FastMaskRCNN icon indicating copy to clipboard operation
FastMaskRCNN copied to clipboard

Does anyone have idea on Testing the model?

Open sairin1202 opened this issue 7 years ago • 17 comments

I have trained the model for 500000 iterations and finally gained the ckpt file, but I have no idea on testing it. Has anyone finished testing the model?

sairin1202 avatar Jun 14 '17 08:06 sairin1202

Maybe this will help: https://github.com/CharlesShang/FastMaskRCNN/issues/26

hari-sikchi avatar Jun 14 '17 12:06 hari-sikchi

Thank you very much but perhaps the datatest.py is used to test the train data on coco dataset and does not use the trained network.

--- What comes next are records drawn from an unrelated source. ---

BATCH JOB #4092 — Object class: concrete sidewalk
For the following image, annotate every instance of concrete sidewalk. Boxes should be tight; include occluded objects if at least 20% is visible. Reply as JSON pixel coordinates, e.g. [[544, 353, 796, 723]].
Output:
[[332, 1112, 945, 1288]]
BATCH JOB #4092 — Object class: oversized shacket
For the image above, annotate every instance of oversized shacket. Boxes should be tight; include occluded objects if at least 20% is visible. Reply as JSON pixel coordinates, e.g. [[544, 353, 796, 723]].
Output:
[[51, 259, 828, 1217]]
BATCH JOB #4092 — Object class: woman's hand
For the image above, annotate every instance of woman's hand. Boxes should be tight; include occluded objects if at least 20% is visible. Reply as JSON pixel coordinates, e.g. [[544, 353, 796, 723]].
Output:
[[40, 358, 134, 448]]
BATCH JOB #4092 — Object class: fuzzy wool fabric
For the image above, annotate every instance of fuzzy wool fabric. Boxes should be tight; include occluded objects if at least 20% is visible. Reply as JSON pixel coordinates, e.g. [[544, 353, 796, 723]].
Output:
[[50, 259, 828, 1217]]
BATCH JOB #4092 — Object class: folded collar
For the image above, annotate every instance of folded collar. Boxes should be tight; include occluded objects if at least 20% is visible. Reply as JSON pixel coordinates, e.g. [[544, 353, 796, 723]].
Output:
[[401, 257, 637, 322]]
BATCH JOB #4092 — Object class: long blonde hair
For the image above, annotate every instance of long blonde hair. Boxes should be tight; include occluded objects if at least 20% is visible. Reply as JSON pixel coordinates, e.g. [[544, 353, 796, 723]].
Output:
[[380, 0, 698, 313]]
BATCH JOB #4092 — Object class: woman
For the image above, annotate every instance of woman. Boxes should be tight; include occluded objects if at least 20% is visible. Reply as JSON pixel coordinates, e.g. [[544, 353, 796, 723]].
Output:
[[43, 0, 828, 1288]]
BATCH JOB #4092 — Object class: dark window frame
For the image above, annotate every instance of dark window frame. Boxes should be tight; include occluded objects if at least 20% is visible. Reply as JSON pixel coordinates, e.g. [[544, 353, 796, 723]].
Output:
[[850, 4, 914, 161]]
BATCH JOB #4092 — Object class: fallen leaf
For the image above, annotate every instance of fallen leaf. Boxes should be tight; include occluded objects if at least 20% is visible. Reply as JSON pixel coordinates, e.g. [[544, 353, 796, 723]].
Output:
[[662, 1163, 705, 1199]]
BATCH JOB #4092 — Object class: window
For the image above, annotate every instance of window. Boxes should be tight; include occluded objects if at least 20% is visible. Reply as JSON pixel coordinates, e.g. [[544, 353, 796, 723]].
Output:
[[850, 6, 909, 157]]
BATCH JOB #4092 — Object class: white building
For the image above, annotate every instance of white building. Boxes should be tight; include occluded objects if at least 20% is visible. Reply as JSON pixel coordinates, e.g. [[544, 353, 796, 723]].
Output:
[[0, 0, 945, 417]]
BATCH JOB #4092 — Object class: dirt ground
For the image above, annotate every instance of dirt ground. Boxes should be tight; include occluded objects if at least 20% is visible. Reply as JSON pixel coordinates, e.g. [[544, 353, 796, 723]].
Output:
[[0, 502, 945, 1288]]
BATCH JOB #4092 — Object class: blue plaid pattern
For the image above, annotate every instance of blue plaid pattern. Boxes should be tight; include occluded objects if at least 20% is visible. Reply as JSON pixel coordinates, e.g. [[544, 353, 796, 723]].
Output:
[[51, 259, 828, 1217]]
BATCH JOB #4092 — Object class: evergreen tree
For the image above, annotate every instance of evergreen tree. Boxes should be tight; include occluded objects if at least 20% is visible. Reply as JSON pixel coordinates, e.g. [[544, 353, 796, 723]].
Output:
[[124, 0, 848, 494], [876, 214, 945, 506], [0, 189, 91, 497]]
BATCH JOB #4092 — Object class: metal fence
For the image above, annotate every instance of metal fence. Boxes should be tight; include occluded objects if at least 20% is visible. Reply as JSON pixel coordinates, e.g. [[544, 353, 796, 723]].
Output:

sairin1202 avatar Jun 16 '17 03:06 sairin1202

@sairin1202 It would be very nice if you may share related files of a 500k iterated model, so that we don't spend sources for it, thanks. Currently, I am trying to write such code to test our trained models.

Cangrc avatar Jun 16 '17 12:06 Cangrc

@Cangrc https://www.dropbox.com/s/k0vuldvzsxc18xu/coco_resnet50_model.ckpt-499999.zip?dl=0 Here is the model and if you have ideas , notify me as soon as possible . Thank you very much.

sairin1202 avatar Jun 16 '17 13:06 sairin1202

I also want to know how to test...

mariolew avatar Jun 19 '17 09:06 mariolew

I don't know how to test the trained models.

cuihuitao avatar Jun 19 '17 11:06 cuihuitao

Same

abduallahmohamed avatar Jun 20 '17 11:06 abduallahmohamed

Thanks for sharing, but can u share file named 'checkpoint' and which TF version did you use?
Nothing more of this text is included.